In this pic, all of the series connections are made using common pure nickel 7mm wide strips, 0.20mm thick. If we are using cells that are rated for 10A, then each strip shown will provide 10A peak, for a pack total of 40A, in a 4P (four cells in parallel) configuration. It doesn't matter if this is a 10S (36V) or a 13S (48V) pack, the construction would be the same for 4P at 40A.

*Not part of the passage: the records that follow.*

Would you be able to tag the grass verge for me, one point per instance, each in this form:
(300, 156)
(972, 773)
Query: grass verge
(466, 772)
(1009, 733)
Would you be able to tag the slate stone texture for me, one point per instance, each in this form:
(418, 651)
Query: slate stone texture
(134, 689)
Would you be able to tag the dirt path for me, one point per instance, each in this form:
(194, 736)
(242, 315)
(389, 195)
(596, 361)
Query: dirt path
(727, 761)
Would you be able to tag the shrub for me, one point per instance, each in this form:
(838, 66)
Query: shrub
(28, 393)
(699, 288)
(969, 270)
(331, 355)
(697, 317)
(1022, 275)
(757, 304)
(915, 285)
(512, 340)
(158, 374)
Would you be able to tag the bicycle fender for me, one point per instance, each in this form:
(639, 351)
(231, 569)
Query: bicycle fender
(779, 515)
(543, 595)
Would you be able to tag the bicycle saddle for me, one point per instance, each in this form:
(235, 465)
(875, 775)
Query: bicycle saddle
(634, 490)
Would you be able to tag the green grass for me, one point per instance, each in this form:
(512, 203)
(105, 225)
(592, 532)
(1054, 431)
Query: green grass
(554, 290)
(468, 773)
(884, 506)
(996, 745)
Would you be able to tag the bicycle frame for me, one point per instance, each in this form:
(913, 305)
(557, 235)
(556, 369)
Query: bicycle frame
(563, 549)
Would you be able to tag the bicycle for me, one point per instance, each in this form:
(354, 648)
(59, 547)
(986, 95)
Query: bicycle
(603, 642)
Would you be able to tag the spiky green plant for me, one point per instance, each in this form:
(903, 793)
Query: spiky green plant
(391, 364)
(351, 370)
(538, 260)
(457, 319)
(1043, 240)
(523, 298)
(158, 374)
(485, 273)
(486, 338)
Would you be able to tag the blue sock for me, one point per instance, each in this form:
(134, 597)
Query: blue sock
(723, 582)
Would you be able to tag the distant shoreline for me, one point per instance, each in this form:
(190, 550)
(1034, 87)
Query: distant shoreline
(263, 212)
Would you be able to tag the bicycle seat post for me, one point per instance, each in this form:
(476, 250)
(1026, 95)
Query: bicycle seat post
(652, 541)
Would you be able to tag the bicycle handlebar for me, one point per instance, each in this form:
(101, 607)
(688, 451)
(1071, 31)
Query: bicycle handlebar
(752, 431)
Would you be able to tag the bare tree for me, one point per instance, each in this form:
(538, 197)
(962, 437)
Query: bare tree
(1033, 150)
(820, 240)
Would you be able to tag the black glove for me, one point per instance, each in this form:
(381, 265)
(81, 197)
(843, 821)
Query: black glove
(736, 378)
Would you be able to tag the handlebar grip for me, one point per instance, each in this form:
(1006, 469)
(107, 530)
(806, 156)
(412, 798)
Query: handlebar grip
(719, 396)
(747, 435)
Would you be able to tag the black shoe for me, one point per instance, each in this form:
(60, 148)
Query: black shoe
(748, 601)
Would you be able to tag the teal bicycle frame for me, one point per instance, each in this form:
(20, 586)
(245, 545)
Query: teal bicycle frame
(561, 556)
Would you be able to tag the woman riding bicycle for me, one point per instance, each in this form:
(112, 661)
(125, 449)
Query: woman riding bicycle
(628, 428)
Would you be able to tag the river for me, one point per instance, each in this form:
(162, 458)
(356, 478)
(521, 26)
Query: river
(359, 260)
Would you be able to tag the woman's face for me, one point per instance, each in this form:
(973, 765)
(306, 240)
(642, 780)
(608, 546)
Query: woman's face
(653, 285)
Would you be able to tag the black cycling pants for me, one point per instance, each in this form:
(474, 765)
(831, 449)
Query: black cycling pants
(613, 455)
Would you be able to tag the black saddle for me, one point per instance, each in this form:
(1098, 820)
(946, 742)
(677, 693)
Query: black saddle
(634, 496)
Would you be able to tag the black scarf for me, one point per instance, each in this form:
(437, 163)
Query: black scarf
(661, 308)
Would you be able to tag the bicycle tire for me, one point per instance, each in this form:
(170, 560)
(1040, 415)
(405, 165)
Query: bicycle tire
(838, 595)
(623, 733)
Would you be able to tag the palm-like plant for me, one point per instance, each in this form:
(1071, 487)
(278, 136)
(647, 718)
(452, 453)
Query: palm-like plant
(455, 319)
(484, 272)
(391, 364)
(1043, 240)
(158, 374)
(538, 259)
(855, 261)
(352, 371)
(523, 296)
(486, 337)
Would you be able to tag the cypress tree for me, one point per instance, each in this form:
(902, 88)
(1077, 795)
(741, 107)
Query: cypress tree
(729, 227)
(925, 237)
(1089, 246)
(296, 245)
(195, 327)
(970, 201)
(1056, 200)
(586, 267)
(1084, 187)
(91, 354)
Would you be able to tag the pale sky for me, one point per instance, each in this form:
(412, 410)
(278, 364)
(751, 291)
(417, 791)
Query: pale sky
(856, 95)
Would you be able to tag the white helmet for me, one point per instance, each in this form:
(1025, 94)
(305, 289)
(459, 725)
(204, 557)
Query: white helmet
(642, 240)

At this stage of the construction, the pack needs paralleling wires added, but they can be soldered to the nickel strips. The amount of amps carried by each wire is the max difference between two matched cells during charge and discharge. As long as the voltage in each cell is fairly close to its neighbor, the paralleling current would be less than 1/2 amp. There are several ways to attach them, such as being soldered or spot-welded (use solid wire for spot-welding, instead of stranded). By attaching them to the nickel strips halfway between the two connected cells, there is absolutely no danger of heat damage to any cell, regardless of the method used.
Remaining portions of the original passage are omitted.